Cool! I always wondered if they actually existed. I have a ATR-80-24 and the manuals cover the 32. The card cage in the 24 has slots for 32 audio cards.
Yeh, this one only has the 24 track heads, but has 32 cards. I wonder if Tascam ever produced a 32 track 2" head? I suppose the track width might be similar to my 1" MS-16 heads?
Yeay very close in track width. There are part numbers in the manual for the 32 track heads, but who knows. Ive never even seen one of the 32 track machines before. That thing must have originally had the 32 tr heads, why else build it that way with the overhead meter bridge.

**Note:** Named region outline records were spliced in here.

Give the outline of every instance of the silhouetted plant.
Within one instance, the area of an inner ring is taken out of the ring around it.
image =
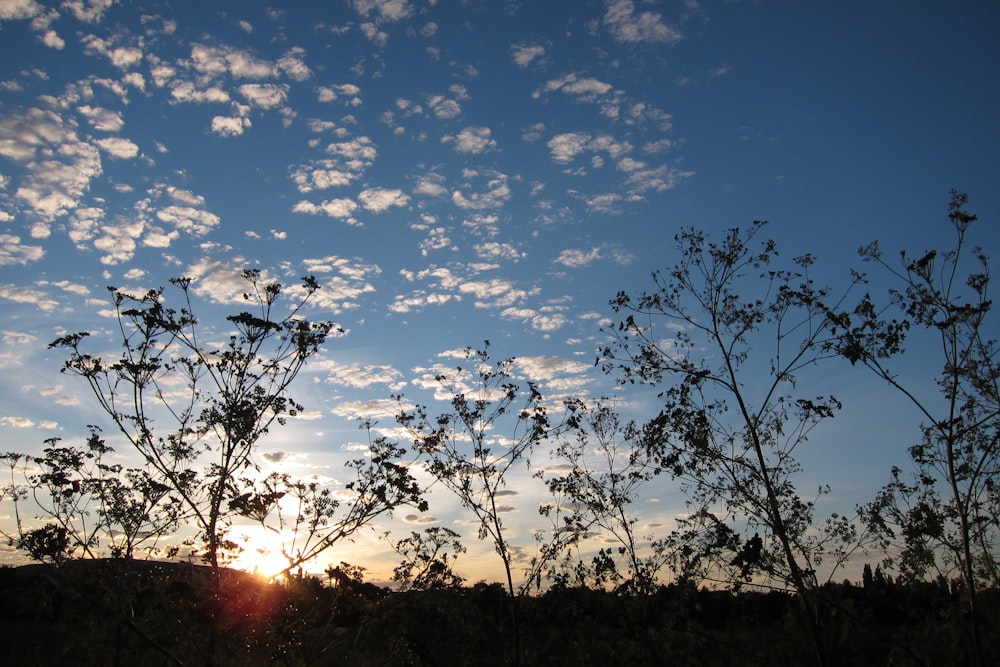
[[[883,258],[877,242],[860,249],[898,287],[890,289],[888,304],[866,295],[844,315],[839,351],[901,392],[923,419],[921,440],[909,448],[914,474],[894,468],[892,481],[866,508],[890,550],[886,565],[911,580],[957,572],[978,661],[985,664],[977,593],[982,585],[1000,585],[1000,360],[989,338],[990,260],[981,248],[968,247],[977,218],[965,210],[967,203],[966,195],[951,192],[950,250],[917,258],[903,251],[896,265]],[[904,342],[918,332],[940,346],[940,403],[924,397],[894,365]]]
[[[494,363],[489,355],[489,341],[482,350],[466,348],[468,368],[459,366],[452,375],[439,374],[441,389],[451,397],[451,411],[430,417],[425,406],[407,408],[397,396],[400,411],[397,421],[413,438],[416,450],[426,462],[431,476],[458,497],[479,523],[479,539],[493,542],[503,563],[507,590],[511,596],[514,625],[514,659],[520,657],[520,627],[517,616],[518,596],[538,578],[557,552],[543,549],[542,558],[530,563],[525,582],[514,584],[514,563],[518,550],[510,543],[503,522],[507,508],[502,504],[507,475],[515,465],[529,464],[528,457],[554,428],[542,395],[531,382],[523,388],[514,378],[514,359]],[[520,407],[518,404],[520,403]],[[510,414],[511,435],[495,432]],[[555,533],[546,542],[558,542]]]
[[[400,505],[412,505],[421,512],[427,509],[416,480],[399,463],[405,450],[383,437],[373,439],[371,423],[365,422],[362,428],[369,436],[368,450],[365,456],[347,462],[354,479],[339,493],[315,480],[305,482],[275,472],[260,483],[243,480],[247,490],[230,501],[233,512],[277,537],[275,544],[288,562],[283,573],[371,527],[377,517]]]
[[[597,526],[617,542],[600,549],[589,564],[573,565],[570,579],[579,584],[617,584],[619,590],[643,595],[657,584],[667,560],[664,543],[637,534],[638,519],[629,510],[639,488],[661,472],[659,443],[648,442],[648,435],[634,421],[623,423],[610,405],[598,403],[577,405],[559,438],[553,456],[569,471],[548,476],[549,490],[574,505],[582,530]]]
[[[719,243],[696,229],[678,234],[680,260],[653,273],[655,288],[611,301],[627,316],[610,332],[603,366],[623,383],[665,387],[664,408],[644,430],[658,465],[688,495],[691,512],[669,540],[680,574],[792,587],[822,664],[816,569],[832,555],[835,571],[854,532],[841,517],[816,530],[815,501],[794,483],[796,450],[840,402],[794,392],[798,373],[833,356],[828,313],[839,304],[809,277],[812,256],[774,268],[773,241],[751,246],[764,224],[730,230]]]
[[[106,463],[113,450],[96,427],[82,448],[60,446],[59,438],[45,443],[42,456],[5,456],[11,475],[5,495],[13,501],[18,534],[8,536],[12,543],[49,561],[77,550],[88,558],[132,558],[139,549],[147,556],[172,555],[158,546],[177,528],[182,511],[169,487],[143,469]],[[42,513],[36,518],[50,522],[42,528],[28,527],[22,516],[28,496]]]
[[[392,571],[392,580],[403,591],[458,588],[464,579],[455,573],[455,561],[466,552],[460,537],[450,528],[431,526],[423,535],[413,531],[397,540],[392,548],[403,561]]]
[[[289,397],[289,386],[334,330],[331,322],[299,314],[319,289],[314,279],[303,280],[300,300],[280,319],[275,311],[281,285],[262,283],[257,270],[245,270],[243,279],[249,287],[243,299],[254,312],[226,318],[233,331],[224,345],[206,340],[188,278],[171,281],[180,292],[180,310],[165,305],[162,290],[135,296],[109,288],[122,347],[116,358],[85,352],[87,333],[50,345],[68,351],[64,372],[87,381],[151,478],[183,505],[213,567],[236,547],[226,538],[228,503],[240,494],[241,475],[256,467],[257,442],[272,424],[302,410]],[[166,420],[170,426],[158,430]]]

Nice! I've never seen a 32-track in person. Otari had a 32-track version of the MX-80 as well. I remember seeing it advertised in music mags back in the day, and I wondered to myself, who the heck would need 32 tracks?!? I know they were as rare as hen's teeth. It's not really much of a stretch track wise though because 16-track on 1-inch was easy enough, and even 16 on half-inch. As head design got better tracks could be moved closer with no worse crosstalk than older heads of greater track width. Tascam was a leader in head design to make that all possible.

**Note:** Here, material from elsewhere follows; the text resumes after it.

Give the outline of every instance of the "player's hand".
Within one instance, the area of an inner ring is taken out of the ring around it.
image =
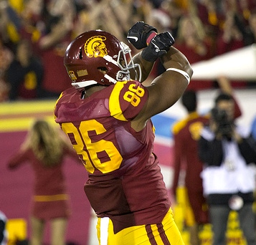
[[[152,39],[149,45],[141,52],[141,56],[147,61],[155,62],[157,58],[167,53],[174,42],[174,38],[169,32],[160,33]]]
[[[141,49],[148,46],[156,33],[157,30],[155,27],[143,21],[138,21],[129,29],[127,39],[137,49]]]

There were actually quite a few 32-track designs, though I imagine most of them never made it out of prototype. Aside from Otari and the TASCAM (which I didn't know about), Telefunken made a 32-track version of the M15, and supposedly Studio Magnetics had one at least in the concept stage.

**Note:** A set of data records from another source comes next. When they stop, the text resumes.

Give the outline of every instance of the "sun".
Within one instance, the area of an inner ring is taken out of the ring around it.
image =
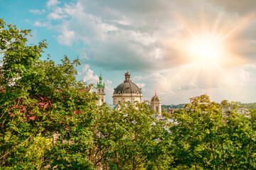
[[[181,31],[175,42],[169,45],[186,64],[208,69],[240,64],[245,62],[242,53],[246,49],[241,48],[244,41],[240,39],[240,35],[252,18],[254,15],[245,16],[233,21],[231,25],[221,15],[215,20],[201,21],[179,16],[177,21],[182,26]]]
[[[225,53],[225,49],[219,36],[208,33],[196,35],[185,43],[186,55],[197,62],[219,61]]]

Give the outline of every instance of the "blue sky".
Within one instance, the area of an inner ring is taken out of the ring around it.
[[[255,0],[0,0],[28,44],[47,40],[43,59],[79,56],[87,83],[102,70],[110,104],[127,70],[145,100],[256,102],[255,11]]]

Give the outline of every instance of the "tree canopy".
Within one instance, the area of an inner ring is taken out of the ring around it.
[[[99,106],[79,90],[78,59],[41,60],[30,31],[0,19],[1,169],[256,169],[255,110],[201,95],[166,125],[146,103]]]

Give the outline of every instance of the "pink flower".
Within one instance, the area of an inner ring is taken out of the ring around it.
[[[31,116],[29,118],[30,120],[35,120],[36,119],[36,116]]]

Then of course you've got Stephens and his 40-track machine...
Right. There was another company that dabbled in 3" as well but their machine was much more mock-up than MCI's which was fully operational. If you read the info in the link it talks about problems with skewing using the 3" tape...not a problem with the tape or transport itself but a physical property of tape of that width. New ideas often bring new problems to conquer and with the advent (at the time) of the DASH machines the concept was scrapped.